How Do You Fish Minnow Baits?
Minnow baits are sometimes called "twitch" baits because historically they have been fished with a "twitch and sit" retrieve. However, there are numerous ways to retrieve these lures. The following are retrieves I use.
Targeting stumps, rocks and weeds with a "steady retrieve" that takes the lure down 2-3´ and is then stopped next to the cover can be very effective. As the lure begins its slow ascent to the surface strikes often occur.
Deadsticking minnow baits after the cast, that is, allowing them to sit motionless for a period of time, has been very effective for me, especially around rocks, bluffs and even rip rap. Clear water, like what I find in Dale Hollow Lake, is necessary for this to be effective.
After casting and the ripples have subsided another technique is to sharply pop the rod tip which will pull the lure just under the water. Allow it to float back toward the surface and just as it gets there jerk it again. Repeat this over and over till you get a strike. This is good for targeting suspended bass.
Another retrieve is what might be called a "sweeping retrieve". Cast, reel up your slack and position your rod horizontal to the water's surface. Now sweep you rod with a slightly upward angle, not a level sweep. Do this with a rapid motion and it should cause the lure to move quickly forward. This is great for enticing strikes from bass on main lake points or flats.
Soft Plastic Top Water Lures
This topwater fishing category includes many styles of soft jerkbaits like Zoom Flukes (above), Yum Houdini Shads, Berkley Power Jerkshads, strike King's Z Too and the venerable Slug-Go.
They can be very effective over shallow grass, on flats and along bluffs when twitched just below the surface.
Rig these with a 4/0 offset, wide gap hook.
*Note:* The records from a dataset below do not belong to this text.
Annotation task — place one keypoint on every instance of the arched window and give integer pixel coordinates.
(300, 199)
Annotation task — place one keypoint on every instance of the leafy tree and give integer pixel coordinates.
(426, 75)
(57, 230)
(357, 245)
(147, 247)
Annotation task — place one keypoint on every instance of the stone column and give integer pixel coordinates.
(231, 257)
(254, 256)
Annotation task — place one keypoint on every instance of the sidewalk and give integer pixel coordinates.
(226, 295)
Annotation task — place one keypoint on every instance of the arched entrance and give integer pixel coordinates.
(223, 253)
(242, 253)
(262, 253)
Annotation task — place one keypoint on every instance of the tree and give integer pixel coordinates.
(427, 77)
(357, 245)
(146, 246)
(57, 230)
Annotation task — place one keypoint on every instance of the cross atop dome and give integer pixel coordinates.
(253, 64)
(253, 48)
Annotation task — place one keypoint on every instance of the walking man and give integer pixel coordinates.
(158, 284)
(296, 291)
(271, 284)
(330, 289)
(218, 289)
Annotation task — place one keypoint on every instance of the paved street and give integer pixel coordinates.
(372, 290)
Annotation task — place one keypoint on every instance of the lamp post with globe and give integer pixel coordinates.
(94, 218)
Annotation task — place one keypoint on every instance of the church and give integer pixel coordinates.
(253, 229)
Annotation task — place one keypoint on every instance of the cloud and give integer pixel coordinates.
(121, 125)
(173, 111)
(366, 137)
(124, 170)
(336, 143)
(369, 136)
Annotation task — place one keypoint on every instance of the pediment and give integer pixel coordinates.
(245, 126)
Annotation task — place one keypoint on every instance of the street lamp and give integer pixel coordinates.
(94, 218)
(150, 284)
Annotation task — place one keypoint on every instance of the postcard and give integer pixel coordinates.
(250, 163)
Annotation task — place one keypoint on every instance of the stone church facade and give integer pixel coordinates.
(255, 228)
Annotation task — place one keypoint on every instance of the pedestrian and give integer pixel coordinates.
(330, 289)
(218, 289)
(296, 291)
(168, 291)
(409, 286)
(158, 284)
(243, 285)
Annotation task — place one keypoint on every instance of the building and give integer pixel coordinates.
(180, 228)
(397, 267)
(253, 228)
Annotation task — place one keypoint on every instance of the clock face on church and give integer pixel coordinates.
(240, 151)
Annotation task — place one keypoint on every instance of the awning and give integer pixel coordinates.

I use a swivel attached 12" or so above the hook because I feel it reduces line twist. My leader is 1´ or 2´ of 100% fluorocarbon.
Double Rigs Double Your Pleasure, Double Your Fun
The past two years I began using a "double rig" and not only is it effective it's great fun to fish. I place a barrel swivel with a 12" leader and soft jerkbait attached onto my main line by running the main line through the eye of the swivel. I then tie on my routine barrel swivel to my main line and add my 24" leader and soft jerkbait. I use 4/0 hooks Texas style and no less than 12lb line. I've yet to get two on at the same time but that's my goal.
I don't use this topwater fishing rig just for schooling bass. I also fish it on flats and over grass with a strong, rapid jerk, jerk, pause retrieve. As for color, match the hatch.
Froggie Went A Courting and "Got Bit"!
These fellows are sometimes called "slop baits" because they are fished over grass, lily pads, duckweed, milfoil and hydrilla. Hot weather, what some call the summer doldrums, is prime time for them. In the hot sun bass will retreat to the shade of grass and other vegetation where they wait in ambush for food to come to them. Look for spots to throw a frog where two different weed types merge, where there are any openings or holes in the mat surface, at the weed edge or where the weeds meet the shoreline.
How do you fish them? Cast the frog well past your target then hold the rod at the 2:00 position. This will keep the line off the mat. Retrieve the frog slowly across the grass mat or lily pads with intermittent pauses. When a bass blows up on the frog don't immediately set the hook, you'll miss him. Instead, lower your rod tip pointing it at the bass and take up slack. When you feel him on tight line, bust him with a strong upward stroke.
It's a fact that there are many bass missed when frog fishing. If you do miss immediately toss back to the same spot. If you miss again try a couple more times. If that doesn't work quickly toss a jig or worm where the bass was. They will often take these follow up baits.
Use a 7´ to 7´ 6" long medium-heavy baitcasting rod combined with a high speed reel. Line should be at least 20lb mono or braid. Flipping sticks also work well for this.